Qui un precedente c’è e riguardava il generale Lee: dopo la guerra civile nel 1866 si decise di non processarlo per alto tradimento perché c’era il forte rischio che ne uscisse pulito. Del resto, l’ipotesi contraria sarebbe ugualmente dirompente: il mancato processo nei confronti di un presidente che ha attivamente perseguito un’attività eversiva volta a ribaltare l’esito delle elezioni sigillerebbe quanto affermato da Richard Nixon in una famosa intervista con il giornalista britannico David Frost nel 1977: «Se lo fa un presidente, un atto non può essere illegale per definizione».

Amministrazione tradita

E questo di sicuro renderebbe ancora più probabile che Donald Trump, qualora vinca le elezioni, forzi ancora più la mano con comportamenti illegali, tipo la dichiarazione di legge marziale in caso di proteste di piazza e persegua una politica durissima e disumana nei confronti dei migranti provenienti dal confine con il Messico.
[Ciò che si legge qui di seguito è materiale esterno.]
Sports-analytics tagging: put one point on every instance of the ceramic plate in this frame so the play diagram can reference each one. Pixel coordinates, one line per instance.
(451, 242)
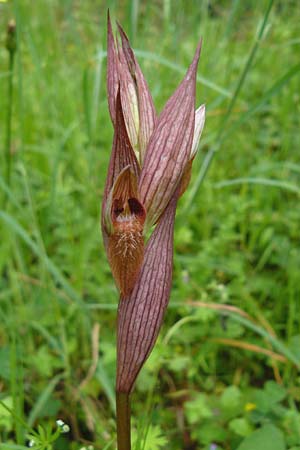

In questo secondo caso però ci sarebbe comunque un risvolto politico immediato: per i progressisti l’inazione di Garland sarebbe la prova finale che l’amministrazione ha tradito le attese e che quindi i democratici non siano più affidabili, portando quindi a un astensionismo forte nelle elezioni di metà mandato, con conseguenze potenzialmente anche più grandi per la tenuta del partito.

Garland quindi, come procuratore generale, dopo una vita da giudice conosciuto per il suo equilibrio e la sua imparzialità, dovrà prendere una decisione che sarà politicamente molto caratterizzata e da cui dipendono i destini dell’amministrazione. In ogni caso, non potranno essere evitate delle conseguenze negative.